The night devolved into a game of Truth or Dare and "Never Have I Ever," then a post-midnight trip to Denny's. It was nice of my hallmates to let me tag along with them. I got to bed at two and still made it to church this morning. I had coffee, tea, and muffins, talked for a while with my biologist friend, and didn't find the trip back too strenuous. My quads were only aching a little by the end, but I'm sure it will all hit me tomorrow, especially after working at the newspaper tonight.

Wednesday, April 2, 2008

Returning to my roots, and maybe even growing a little.

A few weeks ago at the newspaper meeting, we were brainstorming opinion piece topics, trying to tie national events to our editorial page, so when the recent homeschooling case came up, I jumped at the chance to get a story credit without having to talk to anyone.

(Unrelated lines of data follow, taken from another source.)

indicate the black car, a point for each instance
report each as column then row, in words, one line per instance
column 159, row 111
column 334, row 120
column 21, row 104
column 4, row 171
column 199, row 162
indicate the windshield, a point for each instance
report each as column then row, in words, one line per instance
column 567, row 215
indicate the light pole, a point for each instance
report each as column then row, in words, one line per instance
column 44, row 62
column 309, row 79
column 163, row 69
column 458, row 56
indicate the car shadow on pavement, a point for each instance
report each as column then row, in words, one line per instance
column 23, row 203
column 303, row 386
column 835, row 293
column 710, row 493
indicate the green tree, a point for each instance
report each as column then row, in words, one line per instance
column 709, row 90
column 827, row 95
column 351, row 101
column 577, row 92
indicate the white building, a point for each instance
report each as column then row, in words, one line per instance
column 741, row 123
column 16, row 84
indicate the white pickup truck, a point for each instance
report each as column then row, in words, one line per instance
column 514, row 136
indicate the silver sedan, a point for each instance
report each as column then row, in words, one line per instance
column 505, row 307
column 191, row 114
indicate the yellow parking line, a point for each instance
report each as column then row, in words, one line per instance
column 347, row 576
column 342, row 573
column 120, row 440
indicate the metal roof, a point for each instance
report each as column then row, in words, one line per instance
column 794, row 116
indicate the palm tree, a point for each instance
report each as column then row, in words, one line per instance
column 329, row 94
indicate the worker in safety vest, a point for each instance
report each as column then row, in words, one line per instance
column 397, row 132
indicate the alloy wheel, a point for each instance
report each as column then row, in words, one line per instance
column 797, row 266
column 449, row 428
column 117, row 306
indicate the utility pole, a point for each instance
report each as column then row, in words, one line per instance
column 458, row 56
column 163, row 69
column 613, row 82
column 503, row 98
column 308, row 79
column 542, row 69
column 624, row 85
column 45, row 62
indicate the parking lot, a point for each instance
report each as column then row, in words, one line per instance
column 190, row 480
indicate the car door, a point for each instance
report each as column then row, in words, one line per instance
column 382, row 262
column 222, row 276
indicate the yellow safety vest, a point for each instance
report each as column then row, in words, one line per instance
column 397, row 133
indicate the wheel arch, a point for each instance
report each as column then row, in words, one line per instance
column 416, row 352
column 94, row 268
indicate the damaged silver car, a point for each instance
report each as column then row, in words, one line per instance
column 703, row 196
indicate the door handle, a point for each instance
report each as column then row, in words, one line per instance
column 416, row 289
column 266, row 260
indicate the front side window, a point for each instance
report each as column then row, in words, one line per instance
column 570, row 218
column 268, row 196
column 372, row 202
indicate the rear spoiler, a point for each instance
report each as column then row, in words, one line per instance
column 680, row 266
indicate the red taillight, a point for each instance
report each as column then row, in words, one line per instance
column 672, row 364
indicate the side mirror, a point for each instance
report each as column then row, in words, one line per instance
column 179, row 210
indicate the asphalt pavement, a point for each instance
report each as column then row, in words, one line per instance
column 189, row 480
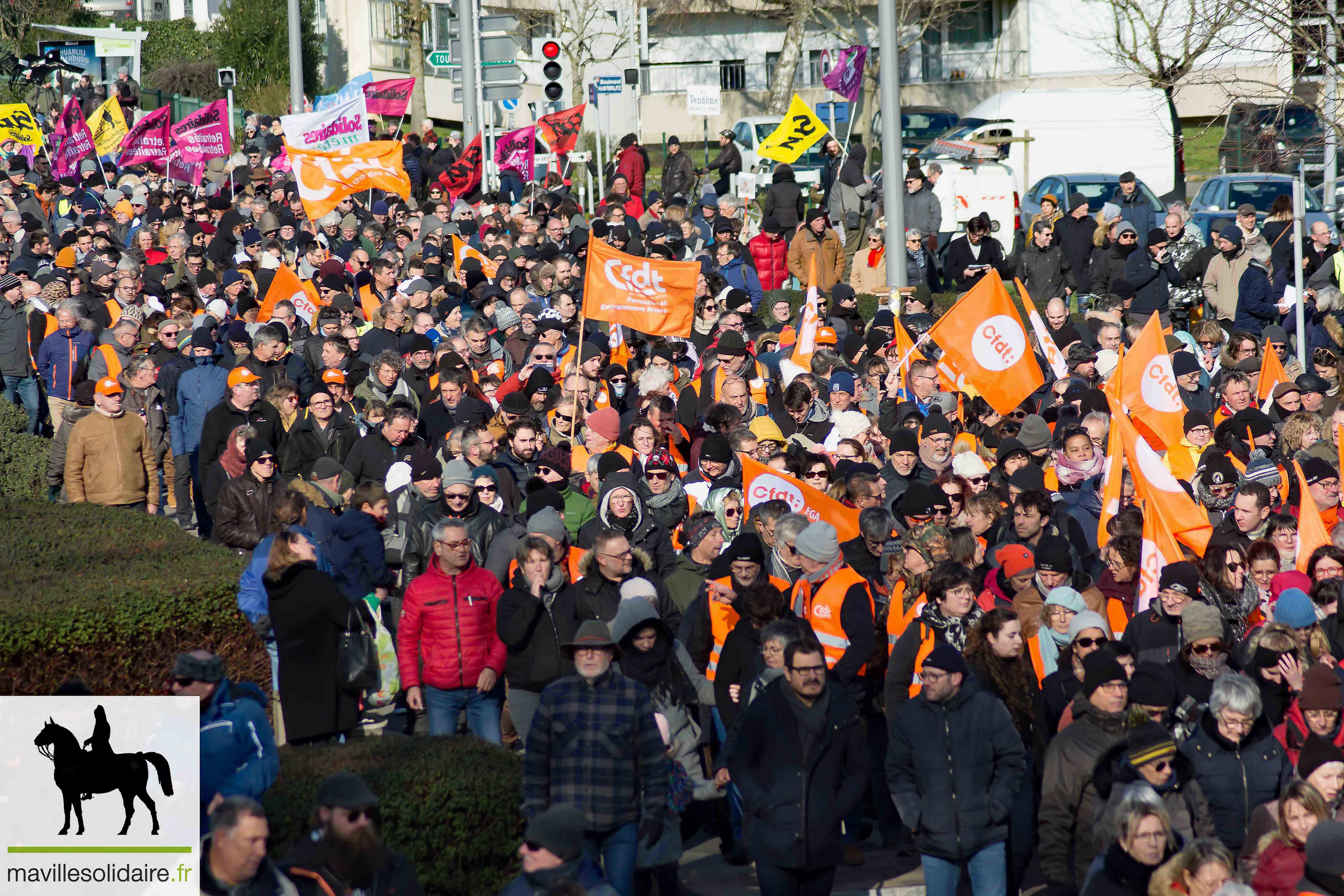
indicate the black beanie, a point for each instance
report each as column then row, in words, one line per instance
column 1316, row 753
column 1100, row 667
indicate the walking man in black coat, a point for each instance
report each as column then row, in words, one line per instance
column 954, row 769
column 802, row 766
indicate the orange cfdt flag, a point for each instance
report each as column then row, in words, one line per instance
column 986, row 343
column 1311, row 528
column 1148, row 388
column 655, row 297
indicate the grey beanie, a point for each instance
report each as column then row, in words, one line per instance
column 548, row 522
column 1034, row 433
column 458, row 472
column 819, row 543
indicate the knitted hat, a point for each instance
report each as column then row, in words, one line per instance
column 1295, row 609
column 1152, row 686
column 1017, row 559
column 1316, row 753
column 1151, row 741
column 560, row 831
column 819, row 543
column 1320, row 690
column 1101, row 667
column 1201, row 621
column 947, row 659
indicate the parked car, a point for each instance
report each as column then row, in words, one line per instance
column 1097, row 189
column 1271, row 139
column 1216, row 205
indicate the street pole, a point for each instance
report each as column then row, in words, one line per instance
column 296, row 61
column 467, row 39
column 893, row 177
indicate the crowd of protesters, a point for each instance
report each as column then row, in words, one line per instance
column 557, row 528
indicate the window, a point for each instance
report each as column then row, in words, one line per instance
column 733, row 74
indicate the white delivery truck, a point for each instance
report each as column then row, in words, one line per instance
column 1116, row 129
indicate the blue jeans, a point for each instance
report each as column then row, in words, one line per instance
column 26, row 388
column 989, row 874
column 616, row 850
column 483, row 711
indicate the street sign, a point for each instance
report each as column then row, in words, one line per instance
column 493, row 93
column 495, row 74
column 487, row 25
column 494, row 50
column 704, row 101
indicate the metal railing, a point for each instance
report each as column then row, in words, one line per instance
column 920, row 68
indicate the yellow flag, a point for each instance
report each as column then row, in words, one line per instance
column 18, row 124
column 108, row 127
column 796, row 134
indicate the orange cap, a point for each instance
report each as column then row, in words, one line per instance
column 241, row 375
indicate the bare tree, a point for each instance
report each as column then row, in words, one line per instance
column 1169, row 43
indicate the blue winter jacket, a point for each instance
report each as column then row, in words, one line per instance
column 744, row 277
column 357, row 555
column 198, row 392
column 60, row 359
column 237, row 747
column 252, row 590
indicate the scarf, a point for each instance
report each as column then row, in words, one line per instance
column 955, row 629
column 1075, row 473
column 233, row 460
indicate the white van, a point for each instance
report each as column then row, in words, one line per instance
column 1114, row 128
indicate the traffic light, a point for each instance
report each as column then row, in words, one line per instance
column 552, row 70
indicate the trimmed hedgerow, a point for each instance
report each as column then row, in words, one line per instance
column 114, row 597
column 451, row 805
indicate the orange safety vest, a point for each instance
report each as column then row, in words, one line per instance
column 823, row 610
column 572, row 562
column 110, row 354
column 724, row 618
column 898, row 622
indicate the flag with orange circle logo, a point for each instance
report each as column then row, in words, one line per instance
column 1148, row 388
column 327, row 178
column 986, row 346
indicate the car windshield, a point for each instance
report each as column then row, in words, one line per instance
column 925, row 125
column 1264, row 193
column 1291, row 120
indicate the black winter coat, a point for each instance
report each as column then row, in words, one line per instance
column 954, row 769
column 308, row 614
column 796, row 803
column 534, row 629
column 1237, row 778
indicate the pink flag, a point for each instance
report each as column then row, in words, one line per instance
column 847, row 76
column 77, row 142
column 517, row 150
column 147, row 140
column 205, row 134
column 389, row 97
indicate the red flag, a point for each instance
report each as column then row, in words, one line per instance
column 561, row 129
column 464, row 175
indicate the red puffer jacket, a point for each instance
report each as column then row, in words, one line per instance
column 451, row 622
column 772, row 260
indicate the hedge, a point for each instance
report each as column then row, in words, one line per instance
column 114, row 597
column 451, row 805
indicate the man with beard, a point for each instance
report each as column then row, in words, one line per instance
column 345, row 852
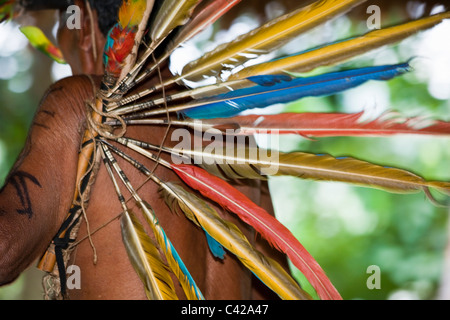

I glorified my pet educational mode and had a good time doing it.

And then something that I have always wanted to happen to me happened: my lit prof approached me before class and took issue with my semantics. "It's a beautifully written piece, but I want you to know whether you think the ruling is flawed, or the law is flawed," he said. Somehow, when I was writing the column, I knew I'd get a response from him; I'd expect nothing less from a criminal defense lawyer. He handed me a printout of the court proceedings.

I sat down that evening when I got off work and pored over it, then visited his office the next day. We hashed out the precedent, or lack thereof, for homeschooling that exists in California, and he boiled down the case in question to the child abuse that was the real matter at hand. "I've learned that there's always more behind the story," he said, and I agreed. My stint at the school paper has taught me that.

He also gave me the best compliments I think I've received this year. He told me again how well I write and that he's already bragging about me, floored as he was to find out I am a freshman. Hearing him call me "bright" was comforting and sustaining. It's nice to know a year of frantic study hasn't dimmed me too much.